What just happened? It's not just OpenAI that keeps being sued for allegedly scraping content to train its systems. Reddit is suing Anthropic over claims it scraped content generated by forum users to train its Claude chatbot without consent.
In a complaint filed in San Francisco this week, Reddit claims that Anthropic intentionally trained its LLMs on content created by Reddit users without requesting consent, thereby violating Reddit's user agreement.
The filing adds that Anthropic accessed Reddit more than 100,000 times, despite the AI firm stating that its bots had been blocked from scraping data from the site. It adds that Anthropic has been training its Claude chatbot on Reddit data since at least December 2021. The suit actually includes a screenshot appearing to show Claude acknowledging that it was trained on Reddit user data.

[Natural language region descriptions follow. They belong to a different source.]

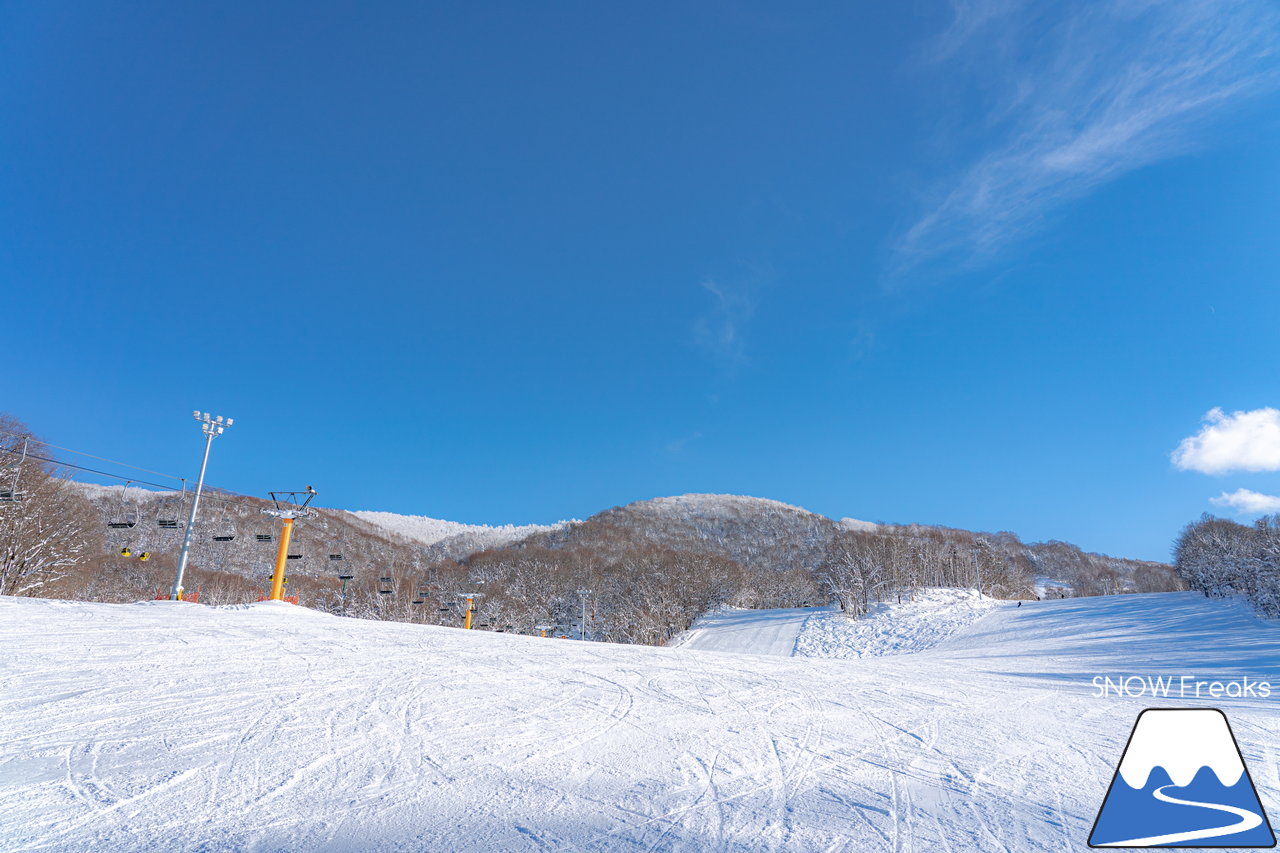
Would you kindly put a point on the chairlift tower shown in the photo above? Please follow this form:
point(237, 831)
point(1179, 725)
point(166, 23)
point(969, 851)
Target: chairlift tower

Reddit signed agreements with Google and OpenAI in 2024, worth $60 million and $70 million per year respectively, that allow them access to posts created by Reddit's 100+ million daily users. This allows the posts to appear in answers provided by the companies' respective chatbots. But Anthropic allegedly prefers not to pay for this sort of thing.
"Anthropic refused to engage," the complaint states. "Thus, while other AI giants have entered into licensing agreements and agreed to respect users' choices (including by deleting posts that Redditors chose to delete), Anthropic has not."
Reddit challenges Anthropic's assertion that it is "the white knight of the AI industry."
"This case is about the two faces of Anthropic: the public face that attempts to ingratiate itself into the consumer's consciousness with claims of righteousness and respect for boundaries and the law, and the private face that ignores any rules that interfere with its attempts to further line its pockets."
Reddit CEO Steve Huffman previously complained that blocking companies unwilling to pay for data harvesting has been "a real pain in the ass," which is why it changed its robots.txt file to exclude bots and crawlers that didn't have permission to access its data.
Anthropic said that it disagrees with Reddit's claims and will defend itself vigorously.
A Reddit spokesperson said, "We believe in the Open Internet – that does not give Anthropic the right to scrape Reddit content unlawfully, exploit it for billions of dollars in profit, and disregard the rights and privacy of our users."
"This isn't a misunderstanding, it's a sustained effort to extract value from Reddit while ignoring legal and ethical boundaries."
"We're filing this lawsuit in line with our Public Content Policy and as our final option to force Anthropic to stop its unlawful practices and abide by its claimed values."
Anthropic is no stranger to lawsuits. In 2024, writers and journalists Andrea Bartz, Charles Graeber, and Kirk Wallace Johnson filed a class-action against the firm over claims it used pirated copies of their work to train Claude.
Anthropic has also been fighting a case against Universal Music that started in 2023. The AI firm is alleged to have used lyrics from at least 500 songs by musicians, including Beyoncé, the Rolling Stones and the Beach Boys, to train Claude without permission. In March, a judge rejected a preliminary bid from the music publishers to block their lyrics from being used this way.